Publié le par kate.rene

Au soleil de ce début d'après-midi, nous sommes pratiquement seuls sur notre banc... et surprise : l'église est ouverte, ce qui est rarissime, sauf pour les biennales d'arte, et encore.  Des ouvriers s'affairent à l'intérieur, je demande si je peux entrer : "si, mah, non c'è niente da vedere"* me répond-on. L'espace est immense, encombré de "reliques" d'une récente installation vidéo. Monumental, trône en majesté l'immense maître-autel central.

 

* oui, mais il n'y a rien à voir

L'autel de San Lorenzo

L'autel de San Lorenzo

Cette église fut désaffectée en 1868. Diverses légendes relatent sa construction et son affectation. Cependant, cette église est toujours restée sous le patronnage des bénédictines ou laurentiennes du monastère voisin (actuel Centro Servizi Residenza San Lorenzo, alias maison de retraite, où nous avons déjà eu le plaisir d'entrer pour assister à un concert). Le curé de San Lorenzo avait la particularité d'être nommé par le couvent et non élu "démocratiquement" comme dans la plupart des paroisses vénitiennes ! L'édifice fut entièrement détruit par l'incendie désastreux de 1105, qui commença dans une maison de l'île de San Severo, jumelée à l'île San Lorenzo (isole gemelle). Il s'étendit rapidement sur une grande partie de la Città, traversa le Grand Canal et poursuivit jusqu'à San Nicolo dei Mendicoli sur les Zattere. Reconstruite et consacrée en 1617..., elle ne fut jamais terminée, sa façade est "nue", brute de briques !  

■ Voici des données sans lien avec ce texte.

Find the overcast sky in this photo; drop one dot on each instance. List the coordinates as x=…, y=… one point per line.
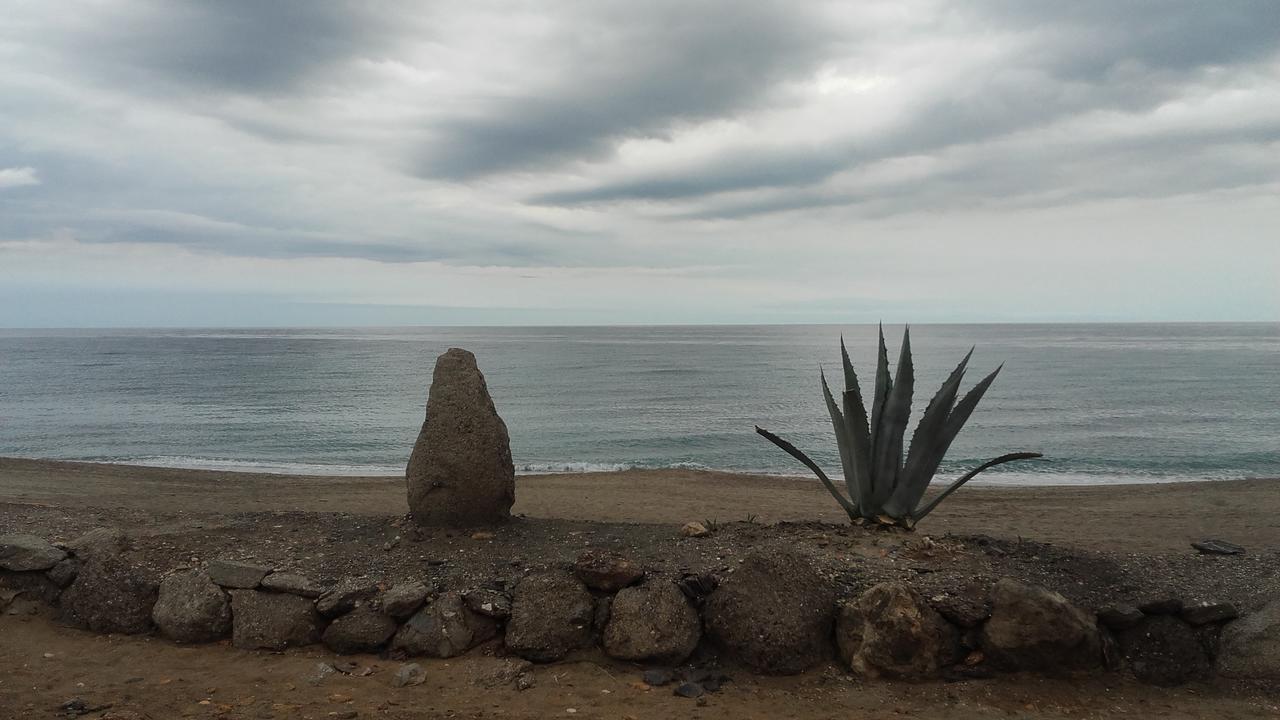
x=307, y=162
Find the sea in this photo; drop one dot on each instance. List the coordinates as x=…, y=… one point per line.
x=1104, y=402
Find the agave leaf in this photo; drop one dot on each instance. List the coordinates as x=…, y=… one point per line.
x=928, y=445
x=887, y=452
x=969, y=475
x=804, y=459
x=840, y=424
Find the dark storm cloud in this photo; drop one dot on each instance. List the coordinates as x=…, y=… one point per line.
x=641, y=71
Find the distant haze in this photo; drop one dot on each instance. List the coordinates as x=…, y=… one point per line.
x=310, y=162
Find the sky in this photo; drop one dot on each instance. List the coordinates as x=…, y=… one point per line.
x=348, y=163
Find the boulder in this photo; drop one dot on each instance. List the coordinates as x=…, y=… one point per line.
x=606, y=570
x=1032, y=628
x=1165, y=651
x=652, y=623
x=461, y=470
x=22, y=554
x=403, y=598
x=272, y=620
x=238, y=575
x=1251, y=646
x=551, y=615
x=775, y=613
x=446, y=628
x=292, y=583
x=364, y=629
x=192, y=609
x=110, y=595
x=894, y=632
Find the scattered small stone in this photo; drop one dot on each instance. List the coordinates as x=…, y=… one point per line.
x=1207, y=613
x=408, y=674
x=1217, y=547
x=688, y=689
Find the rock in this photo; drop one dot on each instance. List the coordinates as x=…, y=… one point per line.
x=1251, y=646
x=110, y=596
x=1217, y=547
x=551, y=615
x=461, y=472
x=775, y=613
x=1120, y=616
x=21, y=554
x=694, y=531
x=364, y=629
x=408, y=675
x=405, y=598
x=489, y=602
x=292, y=583
x=1207, y=613
x=343, y=597
x=606, y=570
x=192, y=609
x=446, y=628
x=1033, y=628
x=240, y=575
x=64, y=573
x=1164, y=651
x=892, y=632
x=273, y=620
x=652, y=623
x=1162, y=606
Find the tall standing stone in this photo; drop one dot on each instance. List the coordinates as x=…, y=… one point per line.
x=461, y=470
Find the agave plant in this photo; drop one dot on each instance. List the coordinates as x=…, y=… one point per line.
x=883, y=486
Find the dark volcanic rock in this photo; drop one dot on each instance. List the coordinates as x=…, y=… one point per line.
x=360, y=630
x=1033, y=628
x=891, y=630
x=461, y=470
x=241, y=575
x=446, y=628
x=775, y=613
x=551, y=615
x=110, y=596
x=1165, y=651
x=273, y=620
x=606, y=570
x=192, y=609
x=1251, y=646
x=21, y=554
x=652, y=623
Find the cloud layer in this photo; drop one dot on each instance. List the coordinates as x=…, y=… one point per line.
x=749, y=160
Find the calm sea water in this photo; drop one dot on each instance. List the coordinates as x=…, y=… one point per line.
x=1104, y=402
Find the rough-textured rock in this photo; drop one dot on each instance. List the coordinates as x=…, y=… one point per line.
x=1033, y=628
x=1249, y=647
x=652, y=623
x=110, y=596
x=21, y=554
x=1165, y=651
x=192, y=609
x=446, y=628
x=1120, y=616
x=606, y=570
x=775, y=613
x=272, y=620
x=551, y=615
x=292, y=583
x=891, y=630
x=346, y=596
x=461, y=470
x=360, y=630
x=403, y=598
x=237, y=575
x=1207, y=613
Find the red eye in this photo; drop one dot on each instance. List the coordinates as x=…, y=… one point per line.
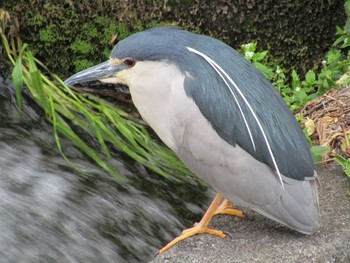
x=130, y=62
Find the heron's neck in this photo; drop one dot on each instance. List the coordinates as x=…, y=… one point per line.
x=154, y=89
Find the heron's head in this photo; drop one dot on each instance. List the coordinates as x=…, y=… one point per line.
x=142, y=58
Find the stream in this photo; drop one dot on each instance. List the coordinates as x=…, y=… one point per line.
x=49, y=212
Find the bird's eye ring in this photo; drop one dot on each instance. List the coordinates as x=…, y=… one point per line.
x=130, y=62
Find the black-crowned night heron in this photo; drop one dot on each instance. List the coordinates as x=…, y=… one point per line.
x=222, y=118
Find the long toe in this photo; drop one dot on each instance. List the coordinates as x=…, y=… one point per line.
x=226, y=209
x=197, y=229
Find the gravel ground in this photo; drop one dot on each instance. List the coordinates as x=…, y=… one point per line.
x=258, y=239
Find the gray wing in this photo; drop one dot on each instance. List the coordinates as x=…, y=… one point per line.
x=244, y=108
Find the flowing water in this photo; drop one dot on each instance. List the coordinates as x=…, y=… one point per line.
x=51, y=213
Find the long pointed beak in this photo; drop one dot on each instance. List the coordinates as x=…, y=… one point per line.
x=98, y=72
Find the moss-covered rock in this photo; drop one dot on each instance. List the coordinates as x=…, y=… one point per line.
x=71, y=35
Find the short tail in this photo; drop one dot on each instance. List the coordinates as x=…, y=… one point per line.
x=297, y=207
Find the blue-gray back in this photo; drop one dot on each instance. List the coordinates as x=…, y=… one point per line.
x=212, y=95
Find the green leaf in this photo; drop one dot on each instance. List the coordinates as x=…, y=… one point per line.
x=17, y=78
x=260, y=55
x=264, y=69
x=310, y=77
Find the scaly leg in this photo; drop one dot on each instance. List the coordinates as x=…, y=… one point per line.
x=202, y=226
x=226, y=209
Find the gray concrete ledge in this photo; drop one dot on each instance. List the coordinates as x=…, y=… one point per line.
x=258, y=239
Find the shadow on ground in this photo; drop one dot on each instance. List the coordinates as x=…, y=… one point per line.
x=258, y=239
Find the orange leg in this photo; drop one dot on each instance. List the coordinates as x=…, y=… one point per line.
x=226, y=209
x=202, y=226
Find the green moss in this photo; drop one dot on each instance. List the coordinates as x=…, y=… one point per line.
x=82, y=47
x=81, y=64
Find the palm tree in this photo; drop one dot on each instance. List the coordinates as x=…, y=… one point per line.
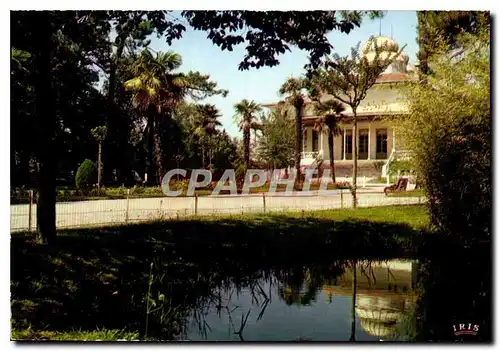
x=205, y=126
x=246, y=119
x=331, y=113
x=293, y=90
x=156, y=91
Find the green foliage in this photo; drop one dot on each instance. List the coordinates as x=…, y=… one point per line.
x=271, y=33
x=402, y=167
x=74, y=335
x=449, y=130
x=276, y=147
x=86, y=176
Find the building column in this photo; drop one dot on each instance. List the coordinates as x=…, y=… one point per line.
x=369, y=139
x=343, y=149
x=304, y=140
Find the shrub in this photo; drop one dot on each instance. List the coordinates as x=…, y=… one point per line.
x=449, y=130
x=86, y=176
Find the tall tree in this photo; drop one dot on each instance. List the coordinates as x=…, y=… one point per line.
x=156, y=92
x=331, y=115
x=246, y=117
x=348, y=79
x=436, y=28
x=295, y=92
x=61, y=47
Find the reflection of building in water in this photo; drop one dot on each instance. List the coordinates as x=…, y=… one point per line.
x=383, y=294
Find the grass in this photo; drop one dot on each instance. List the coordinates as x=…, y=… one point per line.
x=74, y=335
x=98, y=278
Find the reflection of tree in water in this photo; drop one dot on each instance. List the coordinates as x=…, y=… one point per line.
x=300, y=285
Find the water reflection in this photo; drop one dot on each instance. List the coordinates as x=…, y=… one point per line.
x=311, y=303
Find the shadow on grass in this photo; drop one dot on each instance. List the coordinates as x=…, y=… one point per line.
x=99, y=278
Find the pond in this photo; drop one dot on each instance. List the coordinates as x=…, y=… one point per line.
x=304, y=304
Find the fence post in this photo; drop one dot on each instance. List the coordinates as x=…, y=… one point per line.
x=30, y=211
x=126, y=213
x=195, y=204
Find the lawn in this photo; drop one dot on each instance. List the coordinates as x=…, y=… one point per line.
x=98, y=278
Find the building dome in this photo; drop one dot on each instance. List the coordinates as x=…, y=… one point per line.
x=381, y=41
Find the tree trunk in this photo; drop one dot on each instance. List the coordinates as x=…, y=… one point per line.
x=331, y=153
x=298, y=141
x=246, y=146
x=160, y=171
x=355, y=159
x=47, y=155
x=99, y=166
x=353, y=307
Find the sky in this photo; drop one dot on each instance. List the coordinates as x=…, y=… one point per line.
x=262, y=85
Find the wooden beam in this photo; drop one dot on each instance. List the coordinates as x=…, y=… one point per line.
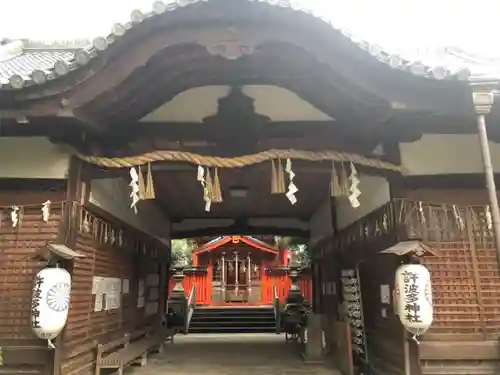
x=239, y=230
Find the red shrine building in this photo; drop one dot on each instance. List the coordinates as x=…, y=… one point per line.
x=241, y=270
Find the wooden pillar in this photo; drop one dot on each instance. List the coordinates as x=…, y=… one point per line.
x=77, y=190
x=483, y=98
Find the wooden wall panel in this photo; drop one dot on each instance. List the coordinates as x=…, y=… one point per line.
x=384, y=332
x=85, y=326
x=22, y=350
x=466, y=283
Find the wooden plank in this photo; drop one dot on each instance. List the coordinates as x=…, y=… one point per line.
x=475, y=270
x=479, y=350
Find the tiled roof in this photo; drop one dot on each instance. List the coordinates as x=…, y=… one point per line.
x=36, y=68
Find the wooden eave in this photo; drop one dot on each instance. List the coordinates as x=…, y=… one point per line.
x=228, y=239
x=96, y=76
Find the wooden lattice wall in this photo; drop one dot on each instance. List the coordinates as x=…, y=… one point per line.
x=21, y=349
x=104, y=258
x=465, y=275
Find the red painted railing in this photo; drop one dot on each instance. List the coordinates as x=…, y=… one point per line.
x=203, y=280
x=305, y=284
x=270, y=277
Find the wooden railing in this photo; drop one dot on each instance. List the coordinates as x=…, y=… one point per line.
x=190, y=308
x=403, y=219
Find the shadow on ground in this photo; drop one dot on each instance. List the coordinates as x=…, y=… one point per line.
x=238, y=354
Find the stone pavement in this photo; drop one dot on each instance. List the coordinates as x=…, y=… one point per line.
x=241, y=354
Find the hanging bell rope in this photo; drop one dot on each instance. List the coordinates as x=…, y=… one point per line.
x=238, y=162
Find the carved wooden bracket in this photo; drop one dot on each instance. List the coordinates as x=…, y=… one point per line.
x=230, y=50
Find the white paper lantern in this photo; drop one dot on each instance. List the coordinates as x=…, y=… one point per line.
x=50, y=302
x=413, y=295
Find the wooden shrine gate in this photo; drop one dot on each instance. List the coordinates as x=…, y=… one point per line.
x=202, y=277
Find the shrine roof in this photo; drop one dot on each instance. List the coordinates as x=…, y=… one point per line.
x=248, y=240
x=22, y=67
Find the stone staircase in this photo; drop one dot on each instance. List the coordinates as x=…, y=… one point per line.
x=231, y=319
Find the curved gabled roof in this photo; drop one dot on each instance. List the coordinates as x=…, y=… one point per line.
x=42, y=68
x=248, y=240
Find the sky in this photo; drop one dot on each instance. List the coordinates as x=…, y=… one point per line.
x=393, y=24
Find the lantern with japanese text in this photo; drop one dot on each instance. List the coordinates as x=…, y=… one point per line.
x=50, y=302
x=413, y=298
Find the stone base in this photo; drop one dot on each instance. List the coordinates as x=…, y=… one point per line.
x=310, y=360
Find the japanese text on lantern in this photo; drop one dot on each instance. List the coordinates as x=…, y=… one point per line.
x=411, y=306
x=35, y=304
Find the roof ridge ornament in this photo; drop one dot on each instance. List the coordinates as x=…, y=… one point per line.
x=11, y=49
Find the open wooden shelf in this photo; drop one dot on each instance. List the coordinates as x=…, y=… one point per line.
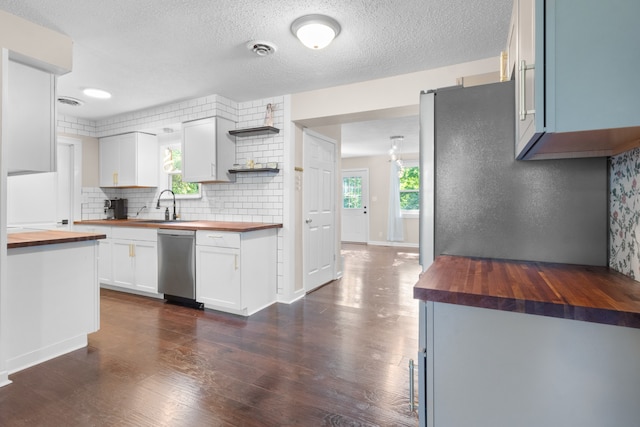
x=254, y=170
x=259, y=130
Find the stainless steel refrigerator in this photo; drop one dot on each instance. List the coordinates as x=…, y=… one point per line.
x=477, y=200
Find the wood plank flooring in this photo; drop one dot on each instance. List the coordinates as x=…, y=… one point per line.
x=338, y=357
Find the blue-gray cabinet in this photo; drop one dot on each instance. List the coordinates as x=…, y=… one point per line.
x=575, y=66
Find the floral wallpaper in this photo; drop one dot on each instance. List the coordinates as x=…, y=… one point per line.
x=624, y=208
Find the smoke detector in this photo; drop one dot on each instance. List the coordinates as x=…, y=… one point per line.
x=72, y=102
x=261, y=47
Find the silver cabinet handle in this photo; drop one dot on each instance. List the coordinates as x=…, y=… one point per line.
x=412, y=403
x=523, y=90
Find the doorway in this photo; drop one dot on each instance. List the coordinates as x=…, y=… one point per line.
x=319, y=233
x=355, y=205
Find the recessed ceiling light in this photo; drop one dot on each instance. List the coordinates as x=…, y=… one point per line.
x=96, y=93
x=315, y=31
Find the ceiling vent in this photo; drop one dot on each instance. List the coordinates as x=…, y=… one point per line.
x=72, y=102
x=261, y=48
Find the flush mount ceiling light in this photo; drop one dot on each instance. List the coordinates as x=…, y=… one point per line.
x=315, y=31
x=96, y=93
x=261, y=47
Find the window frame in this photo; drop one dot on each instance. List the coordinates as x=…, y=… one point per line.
x=167, y=176
x=410, y=213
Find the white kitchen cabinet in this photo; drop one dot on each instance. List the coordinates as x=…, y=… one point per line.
x=135, y=259
x=577, y=94
x=236, y=272
x=30, y=126
x=208, y=150
x=129, y=160
x=105, y=262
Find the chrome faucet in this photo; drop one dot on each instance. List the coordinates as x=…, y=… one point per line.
x=175, y=216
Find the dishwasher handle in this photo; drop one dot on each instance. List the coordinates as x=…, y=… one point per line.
x=171, y=232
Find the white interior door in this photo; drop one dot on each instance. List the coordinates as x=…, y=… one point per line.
x=355, y=204
x=319, y=235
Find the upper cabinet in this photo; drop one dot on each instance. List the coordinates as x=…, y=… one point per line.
x=129, y=160
x=31, y=139
x=577, y=94
x=208, y=150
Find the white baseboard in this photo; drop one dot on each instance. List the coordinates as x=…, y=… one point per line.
x=132, y=291
x=4, y=378
x=296, y=296
x=43, y=354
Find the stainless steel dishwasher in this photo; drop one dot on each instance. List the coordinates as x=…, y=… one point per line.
x=177, y=266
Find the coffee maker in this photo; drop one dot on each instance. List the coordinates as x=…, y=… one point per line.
x=116, y=208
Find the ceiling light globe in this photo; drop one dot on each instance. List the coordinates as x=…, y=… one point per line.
x=96, y=93
x=315, y=36
x=315, y=31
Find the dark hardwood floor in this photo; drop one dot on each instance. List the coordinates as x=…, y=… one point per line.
x=338, y=357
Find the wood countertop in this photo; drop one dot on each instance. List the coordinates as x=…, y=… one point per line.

La façade de San Lorenzo (Castello)

La façade de San Lorenzo (Castello)

Les cérémonies au XVIIe et XVIIIe siècles ne manquaient pas d'une certaine élégance vestimentaire de la part des religieuses : elles portaient un bonnet en forme de diadème d'où descendait un voile transparent qui couvrait le visage jusqu'à la bouche, la robe noire (ou blanche) était légèrement décolletée (selon certains témoins, mais pas tous), avec des manches courtes sur l'avant-bras et bordées partout de dentelles blanches.  Les offices attiraient de nombreux nobles qui, pleins de dévotion, n'en notaient pas moins tous les attraits, comme Filippo Pizzichi, chapelain du futur Grand Duc de Toscane, Côme III, qu'il accompagnait en 1664 : "C'est le monastère le plus riche de Venise... elles s'habillent très gracieusement, avec une robe blanche comme à la française, le buste de fin lin plissé..., seno mezzo scoperto e tutto insieme abito più da ninfe che da monache"*. Après la chute de la République, le monastère ferma vers 1810. 

*sein à moitié découvert et le tout ressemblait plutôt à une tenue de nymphe que de nonne.  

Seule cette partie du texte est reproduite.